I have a Postgres 9.4 RDS instance with Multi-AZ, and there's a slave, read-only replica.
Up to this point the load balancing was made in the business layer of my app, but it's inefficient, and I was hoping to use PGPool, so the app interacts with a single Postgres connection.
It turns out that using PGPool has been a pain in the ass. If I set it to act as a load balancer, simple SELECT queries throw errors like:
SQLSTATE[HY000]: General error: 7
message contents do not agree with length in message type "N"
server sent data ("D" message)
without prior row description ("T" message)
If I set it to act in a master/slave mode with stream replication (as suggested in Postgres mail list) I get:
psql: ERROR: MD5 authentication is unsupported
in replication and master-slave modes.
HINT: check pg_hba.conf
Yeah, well, pg_hba.conf if off hands in RDS so I can't alter it.
Has anyone got PGPool to work in RDS? Are there other tools that can act as middleware to take advantage of reading replicas in RDS?

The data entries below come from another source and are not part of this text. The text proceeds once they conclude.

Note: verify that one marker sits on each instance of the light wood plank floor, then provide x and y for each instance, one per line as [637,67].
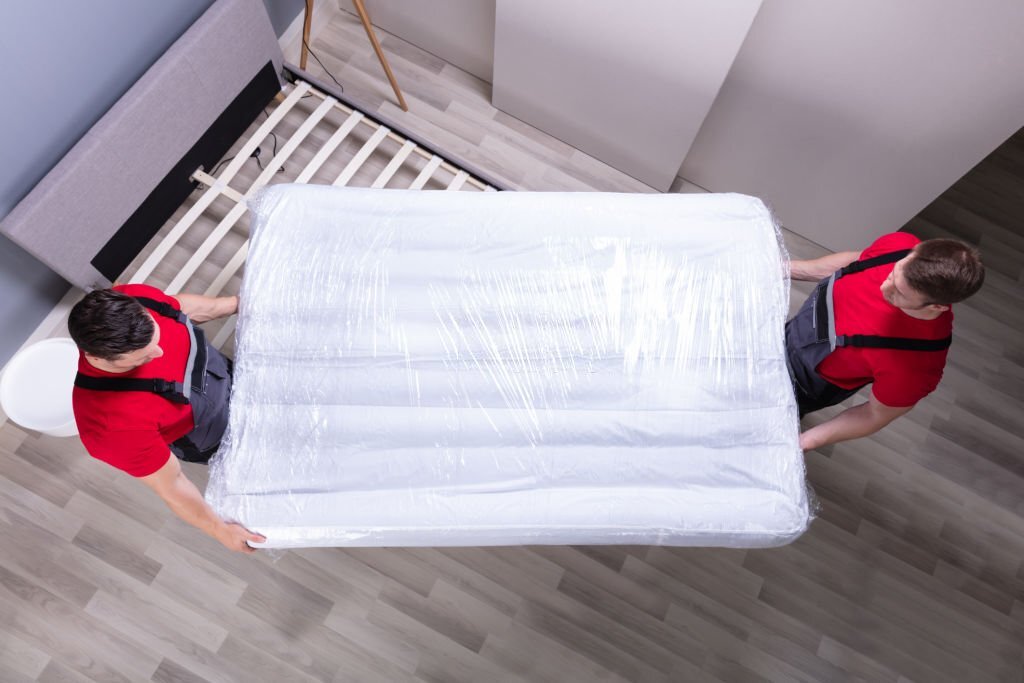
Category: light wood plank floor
[912,570]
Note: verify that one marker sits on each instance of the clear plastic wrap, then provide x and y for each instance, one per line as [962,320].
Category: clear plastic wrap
[446,369]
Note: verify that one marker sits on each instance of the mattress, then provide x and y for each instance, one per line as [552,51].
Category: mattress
[450,369]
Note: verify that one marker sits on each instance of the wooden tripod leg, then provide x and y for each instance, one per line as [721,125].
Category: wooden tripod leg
[306,22]
[361,10]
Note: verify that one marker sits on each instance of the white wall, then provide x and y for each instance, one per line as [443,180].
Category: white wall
[628,83]
[460,32]
[851,116]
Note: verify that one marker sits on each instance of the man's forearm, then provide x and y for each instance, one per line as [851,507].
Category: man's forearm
[817,268]
[184,501]
[202,308]
[851,423]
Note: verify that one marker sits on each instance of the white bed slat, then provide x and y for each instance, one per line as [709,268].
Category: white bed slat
[212,183]
[360,157]
[290,146]
[479,184]
[393,165]
[217,286]
[459,180]
[204,250]
[210,195]
[325,152]
[427,171]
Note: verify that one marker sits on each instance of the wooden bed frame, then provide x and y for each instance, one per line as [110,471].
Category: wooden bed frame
[144,196]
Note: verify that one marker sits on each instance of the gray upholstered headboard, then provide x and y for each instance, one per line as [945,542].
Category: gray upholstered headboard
[95,210]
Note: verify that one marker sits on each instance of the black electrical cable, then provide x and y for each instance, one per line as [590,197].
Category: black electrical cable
[340,86]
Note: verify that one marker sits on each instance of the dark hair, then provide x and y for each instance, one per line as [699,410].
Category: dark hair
[107,324]
[944,270]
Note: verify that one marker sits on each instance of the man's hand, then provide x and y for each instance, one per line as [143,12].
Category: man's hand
[233,537]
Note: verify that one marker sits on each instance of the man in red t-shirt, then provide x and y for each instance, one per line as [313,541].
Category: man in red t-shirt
[882,316]
[150,388]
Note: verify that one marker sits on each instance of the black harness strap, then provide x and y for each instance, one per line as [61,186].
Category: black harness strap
[857,266]
[165,309]
[173,391]
[823,323]
[898,343]
[176,392]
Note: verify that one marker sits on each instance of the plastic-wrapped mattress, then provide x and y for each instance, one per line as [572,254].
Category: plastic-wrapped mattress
[441,369]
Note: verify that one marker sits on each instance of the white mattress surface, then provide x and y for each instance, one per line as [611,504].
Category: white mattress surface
[431,369]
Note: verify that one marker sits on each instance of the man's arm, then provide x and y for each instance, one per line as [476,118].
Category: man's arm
[202,308]
[183,499]
[817,268]
[852,423]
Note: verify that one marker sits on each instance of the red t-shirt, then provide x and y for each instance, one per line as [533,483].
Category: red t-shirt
[901,378]
[131,429]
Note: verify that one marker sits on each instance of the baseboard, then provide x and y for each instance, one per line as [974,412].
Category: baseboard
[291,40]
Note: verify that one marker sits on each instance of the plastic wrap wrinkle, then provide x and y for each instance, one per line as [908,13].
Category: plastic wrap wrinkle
[430,369]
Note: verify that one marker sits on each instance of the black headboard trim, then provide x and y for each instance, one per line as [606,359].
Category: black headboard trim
[119,251]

I was able to make it work here are my working config files:
You have to use md5 authentication, and sync the username/password from your database to the pool_passwd file. Also need enable_pool_hba, load_balance_mode, and master_slave_mode on.
pgpool.conf
listen_addresses = '*'
port = 9999
pcp_listen_addresses = '*'
pcp_port = 9898
pcp_socket_dir = '/tmp'
listen_backlog_multiplier = 1
backend_hostname0 = 'master-rds-database-with-multi-AZ.us-west-2.rds.amazonaws.com'
backend_port0 = 5432
backend_weight0 = 0
backend_flag0 = 'ALWAYS_MASTER'
backend_hostname1 = 'readonly-replica.us-west-2.rds.amazonaws.com'
backend_port1 = 5432
backend_weight1 = 999
backend_flag1 = 'ALWAYS_MASTER'
enable_pool_hba = on
pool_passwd = 'pool_passwd'
ssl = on
num_init_children = 1
max_pool = 2
connection_cache = off
replication_mode = off
load_balance_mode = on
master_slave_mode = on
pool_hba.conf
local all all md5
host all all 127.0.0.1/32 md5
pool_passwd
username:md5d51c9a7e9353746a6020f9602d452929
to update pool_password you can use pg_md5 or
echo username:md5`echo -n usernamepassword | md5sum`
username:md5d51c9a7e9353746a6020f9602d452929 -
Output of running example:
psql --dbname=database --host=localhost --username=username --port=9999
database=> SHOW POOL_NODES;
node_id | hostname | port | status | lb_weight | role | select_cnt | load_balance_node | replication_delay
---------+-------------------------------------------------+------+--------+-----------+---------+------------+-------------------+-------------------
0 | master-rds-database.us-west-2.rds.amazonaws.com | 8193 | up | 0.000000 | primary | 0 | false | 0
1 | readonly-replica.us-west-2.rds.amazonaws.com | 8193 | up | 1.000000 | standby | 0 | true | 0
database=> select now();
node_id | hostname | port | status | lb_weight | role | select_cnt | load_balance_node | replication_delay
---------+-------------------------------------------------+------+--------+-----------+---------+------------+-------------------+-------------------
0 | master-rds-database.us-west-2.rds.amazonaws.com | 8193 | up | 0.000000 | primary | 0 | false | 0
1 | readonly-replica.us-west-2.rds.amazonaws.com | 8193 | up | 1.000000 | standby | 1 | true | 1
database=> CREATE TABLE IF NOT EXISTS tmp_test_read_write ( data varchar(40) );
CREATE TABLE
database=> INSERT INTO tmp_test_read_write (data) VALUES (concat('',inet_server_addr()));
INSERT 0 1
database=> select data as master_ip,inet_server_addr() as replica_ip from tmp_test_read_write;
master_ip | replica_ip
--------------+---------------
172.31.37.69 | 172.31.20.121
(1 row)
You can also see from the logs id does both databases:
2018-10-16 07:56:37: pid 124528: LOG: DB node id: 0 backend pid: 21731 statement: CREATE TABLE IF NOT EXISTS tmp_test_read_write ( data varchar(40) );
2018-10-16 07:56:47: pid 124528: LOG: DB node id: 0 backend pid: 21731 statement: INSERT INTO tmp_test_read_write (data) VALUES (concat('',inet_server_addr()));
2018-10-16 07:56:52: pid 124528: LOG: DB node id: 1 backend pid: 24890 statement: select data as master_ip,inet_server_addr() as replica_ip from tmp_test_read_write;
Notice the insert used ip_address of master, and the next select used ip_address of the read only replica.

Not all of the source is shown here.